Yeah I wish people would say uniform-time instead.

moasda · on May 22, 2021

Exactly, that was my assumption, too. I was wondering how they could handle big numbers in algorithmic time complexity O(1).

rurban · on May 23, 2021

libc's use the better timingsafe_ prefix for this.

Crypto folks should better follow the established standards.

nickcw · on May 22, 2021

> This means representing numbers in base 2^{m} where m is your register width). With components this big, we usually call these “limbs”: wordplay on “digits”, of course.

I never realised limbs was wordplay on digits. Duh!

stephenbuilds · on May 22, 2021

Just wanted to congratulate the author on a beautifully structured and penned article. It's not a topic that is directly related to my work, but I still enjoyed it and learned from it.

aaronAgain · on May 22, 2021

And I wanted to concur with this. A great description of complicated topic. Just enough information in each section to get you ready for the next, nothing extra. Well done.

nullc · on May 24, 2021

> because constant-time exponentiation is theoretically 2x slower

For uniform inputs at least they should be quite close to the same speed, in theory, for sufficiently advanced implementations.

An intuition that helps see why this is so is that all but a vanishingly small fraction of uniform inputs have a size close to the maximum size. E.g. 1/2 are 1 bit smaller, 1/4 are 2 bit smaller... So inputs small enough to even cut off a single word will be rare enough that your benchmark will never even see them.

bob1029 · on May 22, 2021

> Because of this, adding in timing noise can only act as a mitigation, and not a particularly effective one at that.

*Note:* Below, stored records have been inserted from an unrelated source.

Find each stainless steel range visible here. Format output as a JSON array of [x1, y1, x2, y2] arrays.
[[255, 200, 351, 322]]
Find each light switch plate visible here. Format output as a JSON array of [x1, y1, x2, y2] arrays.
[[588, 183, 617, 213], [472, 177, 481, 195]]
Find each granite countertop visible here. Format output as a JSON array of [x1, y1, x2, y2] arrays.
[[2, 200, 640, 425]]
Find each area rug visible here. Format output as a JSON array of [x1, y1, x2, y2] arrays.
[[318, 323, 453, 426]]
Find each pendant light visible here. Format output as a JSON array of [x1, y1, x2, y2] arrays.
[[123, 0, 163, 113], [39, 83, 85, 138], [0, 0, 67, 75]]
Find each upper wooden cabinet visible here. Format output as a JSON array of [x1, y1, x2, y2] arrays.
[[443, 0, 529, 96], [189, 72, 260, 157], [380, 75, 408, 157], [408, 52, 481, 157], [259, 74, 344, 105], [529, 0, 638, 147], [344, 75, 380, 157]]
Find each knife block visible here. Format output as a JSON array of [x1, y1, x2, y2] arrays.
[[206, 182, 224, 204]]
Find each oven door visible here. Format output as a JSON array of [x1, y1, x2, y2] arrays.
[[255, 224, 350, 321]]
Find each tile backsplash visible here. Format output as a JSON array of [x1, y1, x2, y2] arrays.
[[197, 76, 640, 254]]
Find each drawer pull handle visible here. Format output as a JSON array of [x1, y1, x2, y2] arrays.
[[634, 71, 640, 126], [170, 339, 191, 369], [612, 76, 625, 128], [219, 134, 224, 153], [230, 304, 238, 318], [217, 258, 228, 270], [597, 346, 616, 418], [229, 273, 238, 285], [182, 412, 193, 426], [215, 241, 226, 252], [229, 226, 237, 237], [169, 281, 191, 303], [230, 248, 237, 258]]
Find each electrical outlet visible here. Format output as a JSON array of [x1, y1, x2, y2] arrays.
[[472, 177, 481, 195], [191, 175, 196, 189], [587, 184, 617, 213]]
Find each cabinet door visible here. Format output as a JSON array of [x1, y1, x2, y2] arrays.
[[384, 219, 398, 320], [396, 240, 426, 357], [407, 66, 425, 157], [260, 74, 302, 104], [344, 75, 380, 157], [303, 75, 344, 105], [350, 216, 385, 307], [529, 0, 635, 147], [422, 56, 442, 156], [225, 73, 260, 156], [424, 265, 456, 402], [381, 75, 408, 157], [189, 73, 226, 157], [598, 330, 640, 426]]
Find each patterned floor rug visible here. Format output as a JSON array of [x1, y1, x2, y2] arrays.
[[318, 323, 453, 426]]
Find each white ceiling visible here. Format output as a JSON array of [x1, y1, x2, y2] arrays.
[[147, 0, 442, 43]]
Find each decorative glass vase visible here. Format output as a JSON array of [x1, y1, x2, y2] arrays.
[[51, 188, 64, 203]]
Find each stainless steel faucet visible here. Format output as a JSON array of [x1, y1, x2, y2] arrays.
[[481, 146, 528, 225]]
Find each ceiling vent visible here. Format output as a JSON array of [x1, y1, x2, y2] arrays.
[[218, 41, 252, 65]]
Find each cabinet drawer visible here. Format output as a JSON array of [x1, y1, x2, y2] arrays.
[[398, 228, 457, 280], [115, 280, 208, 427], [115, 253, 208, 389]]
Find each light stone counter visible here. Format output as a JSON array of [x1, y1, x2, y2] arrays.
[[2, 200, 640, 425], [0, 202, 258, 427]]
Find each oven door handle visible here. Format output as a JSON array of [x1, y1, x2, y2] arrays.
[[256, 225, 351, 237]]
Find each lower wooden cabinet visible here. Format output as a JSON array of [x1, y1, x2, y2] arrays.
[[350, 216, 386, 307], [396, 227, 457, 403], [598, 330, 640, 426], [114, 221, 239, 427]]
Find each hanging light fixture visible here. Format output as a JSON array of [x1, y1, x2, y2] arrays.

I think the author is thinking in terms of X << t for purposes of adding random delay. If you flip this around, you get the opposite conclusion. For instance,

  Crypto operation actual: 10uS
  Random delay: 100-1000ms

In this arrangement, the amount of time the actual cryptographic operation takes to complete falls under the noise floor.

Isn't this essentially a big part of why PBKDF2 and friends are good at hashing passwords?

cronokirby · on May 22, 2021

Author here.

To illustrate my point further, let's say that your operation takes either 0.1ms or 0.0ms.

If you add in a uniform random delay of 100-1000ms, your expected random delay becomes 450ms.

The expected total runtime is thus either 450.1ms or 450.0ms. If you have a way to calculate this expected value with enough precision, you can completely recover the timing signal.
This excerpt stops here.